The Finance and Economy Ministry had announced plans January 2 to take over Korea First Bank and Seoul Bank and sell it to foreign investors. The banks are the country's two largest insolvent commercial banks. Korea First has an estimated $2.67 billion in unrecoverable debt and Seoul Bank held $2.14 billion. The U.S. banking giants Citibank and Chase Manhattan have expressed interest in investing in the banks, according to the south Korean news media.
The Halla Group said December 31 that it may sell its entire paper business to the U.S. company Bowater, Inc. Halla, south Korea's 12th-largest conglomerate, declared bankruptcy in early December.
Deflationary pressures stemming from the economic crisis sweeping across the Pacific have put a crimp on the profits of some U.S. companies. For example, prices have dropped in the steel industry. In September hot-rolled steel sheets sold for $340 a ton. They fetched $320 in October and $300 in November. According to Barrons, U.S. steel bosses are nervous that south Korean-based Pohang Iron & Steel Co., the second-largest producer of steel in the world, will undercut their products because of the currency devaluation.
Bosses at The Boeing Co. are having nightmares that some orders may be canceled if the currency turmoil deepens. Nearly one-third of the company's backlog of orders are from Asian airlines. The Thai Air Force is seeking to delay purchase of eight Boeing F/A-18 warplanes worth $392 million. The government decided against scrapping the deal altogether because of a $250 million "termination penalty" demanded by U.S. aerospace giant.
The drop in value of the south Korean won has stiffened pressures on the Big Three U.S. automakers, making their imports more expensive to purchase. Last month, Ford, Chrysler, and General Motors sold a total of 268 vehicles in south Korea, their worst sales in a year.

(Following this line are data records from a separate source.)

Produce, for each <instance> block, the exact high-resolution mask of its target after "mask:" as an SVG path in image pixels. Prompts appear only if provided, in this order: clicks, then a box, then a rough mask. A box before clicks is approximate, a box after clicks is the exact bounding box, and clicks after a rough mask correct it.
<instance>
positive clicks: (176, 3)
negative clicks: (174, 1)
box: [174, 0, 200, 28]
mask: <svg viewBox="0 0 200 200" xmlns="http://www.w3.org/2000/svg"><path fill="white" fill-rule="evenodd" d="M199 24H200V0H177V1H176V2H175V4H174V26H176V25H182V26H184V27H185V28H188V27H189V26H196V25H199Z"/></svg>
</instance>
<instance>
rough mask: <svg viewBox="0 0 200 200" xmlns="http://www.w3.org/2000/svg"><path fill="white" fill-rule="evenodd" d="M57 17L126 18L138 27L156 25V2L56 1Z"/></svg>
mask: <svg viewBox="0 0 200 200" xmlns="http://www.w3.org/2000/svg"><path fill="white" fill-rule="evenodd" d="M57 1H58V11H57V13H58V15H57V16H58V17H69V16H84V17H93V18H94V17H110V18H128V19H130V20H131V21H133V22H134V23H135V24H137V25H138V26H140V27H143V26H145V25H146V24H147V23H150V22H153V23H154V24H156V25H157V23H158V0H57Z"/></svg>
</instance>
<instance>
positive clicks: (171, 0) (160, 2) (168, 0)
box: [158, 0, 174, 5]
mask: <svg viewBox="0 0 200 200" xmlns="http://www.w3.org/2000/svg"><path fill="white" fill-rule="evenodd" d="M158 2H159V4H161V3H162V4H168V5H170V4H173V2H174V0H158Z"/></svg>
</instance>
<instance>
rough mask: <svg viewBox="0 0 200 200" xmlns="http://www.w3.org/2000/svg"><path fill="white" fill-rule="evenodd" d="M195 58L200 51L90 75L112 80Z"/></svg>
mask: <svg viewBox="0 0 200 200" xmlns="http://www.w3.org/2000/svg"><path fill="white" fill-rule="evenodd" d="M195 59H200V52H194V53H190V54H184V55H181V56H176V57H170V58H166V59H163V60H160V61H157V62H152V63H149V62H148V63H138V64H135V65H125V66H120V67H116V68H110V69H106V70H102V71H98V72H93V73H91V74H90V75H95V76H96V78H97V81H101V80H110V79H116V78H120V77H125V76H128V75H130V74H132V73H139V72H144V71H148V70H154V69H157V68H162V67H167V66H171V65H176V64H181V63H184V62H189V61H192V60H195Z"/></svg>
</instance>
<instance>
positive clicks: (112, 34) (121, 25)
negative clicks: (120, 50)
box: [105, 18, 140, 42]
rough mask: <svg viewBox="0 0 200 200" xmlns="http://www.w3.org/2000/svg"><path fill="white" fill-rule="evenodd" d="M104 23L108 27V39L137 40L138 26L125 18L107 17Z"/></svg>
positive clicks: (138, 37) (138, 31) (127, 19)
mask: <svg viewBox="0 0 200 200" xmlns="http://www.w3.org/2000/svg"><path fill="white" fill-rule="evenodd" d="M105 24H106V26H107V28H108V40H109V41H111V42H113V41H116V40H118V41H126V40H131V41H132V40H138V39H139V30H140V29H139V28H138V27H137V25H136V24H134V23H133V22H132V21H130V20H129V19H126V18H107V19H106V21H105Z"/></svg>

Meanwhile, with a stagnant domestic market and a weak yen, "Japanese carmakers are expected to focus on the U.S. and European markets," to boost their profits, the Financial Times reported January 6.
Nationalist debate over IMF funds
Ultrarightist politician Patrick Buchanan continues to
seize on the economic crisis in Asia to push his demagogic,
nationalist appeal in defense of "American workers." In a
syndicated column published December 31, he asked, "How can a
White House that just OK'd $125 billion in U.S. tax dollars
and IMF bailout money to protect Korean banks and Wall Street
investors deny protection to American workers?" Buchanan
declared, "A clamor for protection is going to hit Congress."
Economic nationalism is also the theme of the debate
unfolding in the U.S. Congress over proposed additional
funding to the IMF. Rep. Lauch Faircloth, a right-wing
Republican, has reportedly teamed with the social democrat
Rep. Bernard Sanders to oppose the Clinton administration's
requests for extra IMF funds. Sanders hinted he would vote for
the IMF funding if the imperialist financial institution
agrees to provisions that supposedly includes "workers' rights
provisions" in its "rescue" programs.